« Sandra doit arriver d’une minute à l’autre. Il faut qu’elle se dépêche car derrière la vitre, il y a le soleil bleu, la mer jaune et les étoiles violettes qui s’impatientent, il y a cette vie bourdonnante qui attend qu’on la libère, il y a ces rêves qui frappent au carreau et craignent de mourir emprisonnés. Alors épuisé mais heureux, je désigne la fenêtre. L’infirmière comprend et me sourit. Lorsqu’elle tourne la poignée, le vent impatient s’engouffre dans cette chambre close et renverse les fleurs. Le vase explose sur le sol. Et dans les morceaux épars répandus aux quatre coins de la chambre, la lumière du soir se réfléchit et nous fait plisser les yeux. »
Douze nouvelles sur le confinement, le Covid-19 et cette époque trop sure d’elle-même qu’un virus a balayée.
Du 17 mars au 11 mai 2020, Axel Sénéquier est resté confiné dans son appartement parisien.
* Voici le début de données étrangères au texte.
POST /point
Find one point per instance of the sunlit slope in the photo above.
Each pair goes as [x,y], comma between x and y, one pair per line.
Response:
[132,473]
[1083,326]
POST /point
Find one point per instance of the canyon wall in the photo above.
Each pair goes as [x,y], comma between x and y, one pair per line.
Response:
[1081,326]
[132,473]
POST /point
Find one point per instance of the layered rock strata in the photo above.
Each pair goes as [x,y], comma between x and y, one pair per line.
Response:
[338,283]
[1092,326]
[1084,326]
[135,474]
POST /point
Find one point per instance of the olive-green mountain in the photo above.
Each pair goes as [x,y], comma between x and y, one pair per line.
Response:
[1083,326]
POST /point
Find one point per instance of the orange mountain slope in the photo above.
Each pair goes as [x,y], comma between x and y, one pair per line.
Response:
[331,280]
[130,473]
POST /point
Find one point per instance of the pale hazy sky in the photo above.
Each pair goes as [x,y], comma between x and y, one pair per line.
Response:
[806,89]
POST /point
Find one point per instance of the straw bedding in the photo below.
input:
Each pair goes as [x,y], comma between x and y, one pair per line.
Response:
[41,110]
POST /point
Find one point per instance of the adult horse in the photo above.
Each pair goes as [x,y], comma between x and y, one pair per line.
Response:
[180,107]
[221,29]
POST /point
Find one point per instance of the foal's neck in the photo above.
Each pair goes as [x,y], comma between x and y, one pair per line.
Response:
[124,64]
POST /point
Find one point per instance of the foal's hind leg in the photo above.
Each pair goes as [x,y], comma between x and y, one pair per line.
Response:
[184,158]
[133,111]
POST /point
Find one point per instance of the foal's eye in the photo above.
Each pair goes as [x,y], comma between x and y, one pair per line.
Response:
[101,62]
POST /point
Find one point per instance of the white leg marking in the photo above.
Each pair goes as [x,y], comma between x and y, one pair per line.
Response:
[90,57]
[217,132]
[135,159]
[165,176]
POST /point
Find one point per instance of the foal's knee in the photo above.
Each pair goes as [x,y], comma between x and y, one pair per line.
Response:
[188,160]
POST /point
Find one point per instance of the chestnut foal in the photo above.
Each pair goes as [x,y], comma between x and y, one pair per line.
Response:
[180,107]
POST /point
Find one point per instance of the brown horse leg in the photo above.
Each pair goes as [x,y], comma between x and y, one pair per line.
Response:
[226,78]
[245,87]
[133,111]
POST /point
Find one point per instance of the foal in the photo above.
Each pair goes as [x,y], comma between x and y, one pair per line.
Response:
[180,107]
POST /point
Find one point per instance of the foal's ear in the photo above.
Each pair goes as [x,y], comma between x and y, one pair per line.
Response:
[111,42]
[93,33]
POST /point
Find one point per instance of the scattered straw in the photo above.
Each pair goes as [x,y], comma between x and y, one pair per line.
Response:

Il a mis ce temps à profit pour faire la connaissance de ses trois enfants et écrire les 12 nouvelles qui composent ce recueil, le deuxième publié par les éditions Quadrature (après Les vrais héros ne portent pas de slip rouge).
Il est aussi auteur de théâtre. Son dernier test PCR s’est révélé négatif mais il continue de se désinfecter les mains plusieurs fois par jour.
- ISBN 978-2-931080-12-2 (format broché)
- ISBN 978-2-931080-13-9 (format ePUB)
- 146 pages
- Livre broché - 16.00€
- ebook - 9.00€
Extrait
Les murs porteurs
« Je suis désolée. »
Chaque fois, ça se terminait de la même manière, par des excuses larmoyantes, qui dégoulinaient sur le tapis du salon ou formaient des flaques écœurantes sur le carrelage de la salle de bain. Comme une chatte affamée, la jolie Pélagie grattait à la porte de la pièce où Thibaut s’était enfermé. De l’autre côté, elle l’entendait renifler. Il lui suffisait de fermer les yeux pour le voir. Avec sa carrure de colosse, le pauvre se recroquevillait dans un coin, contre la baignoire ou le sèche-serviettes. Il enroulait sa tête entre ses jambes, attrapait ses avant-bras et serrait fermement le tout en un paquet mal fagoté. Il avait honte surement et cachait sa détresse.
« Je suis désolée » répéta Pélagie depuis le couloir.
Elle savait que cela risquait d’empirer la situation. Il détestait son chantage affectif mais il n’y avait que ces mots qui lui venaient.
Une fois encore, leur dispute était partie d’une broutille, ou plutôt d’une maladresse de Pélagie. La poésie était tout pour Thibaut, sa raison de vivre et son obsession. Son talent était éblouissant. Dans un monde qui n’offrait comme seul horizon que le divertissement, Thibaut répliquait avec panache par la beauté. Ses vers avaient le souffle d’une tornade en marche. Il était le plus grand poète de ce siècle. Alors, quand un email arrivait sur sa boite pour lui indiquer qu’« en dépit de ses qualités intrinsèques, votre recueil ne correspond pas à notre ligne éditoriale. Nous sommes donc au regret… », Thibaut se transformait en furie.
La première fois, il avait envoyé valdinguer l’ordinateur portable à travers l’appartement. Celui-ci avait explosé, laissant un impact noir sur le mur immaculé. Pélagie en était restée de longues minutes pétrifiée. Ne sachant que dire, elle s’était finalement mise à ramasser les débris et à essayer de les assembler. Qu’est-ce qu’elle croyait ? Qu’il s’agissait d’un puzzle ? Elle était débile ou quoi ? ! Mais elle était dans son truc, obnubilée. « Je connais un réparateur rue de la Convention, il a fait des miracles avec mon iPhone… » Quand elle avait relevé la tête, Thibaut avait le visage défait. Elle ne comprenait donc rien à rien cette conne ? D’un coup de patte, il avait dispersé les morceaux d’électronique aux quatre coins du salon puis avait posé sa large main sur la tête de Pélagie et, sans forcer, l’avait balancée par-dessus la table basse. Le verre du plateau avait miraculeusement résisté mais pas la coupelle et les bougies parfumées. Et surtout pas son cuir chevelu. Il ne l’avait pas frappée, Pélagie avait insisté lourdement sur ce point lorsqu’elle avait raconté l’épisode à ses copines. « Il m’a juste poussée un peu fort. » Juste ? Ensuite, elle s’était cognée la tête contre l’angle de la cheminée. Ses amies avaient halluciné. À l’entendre, elle s’était blessée toute seule.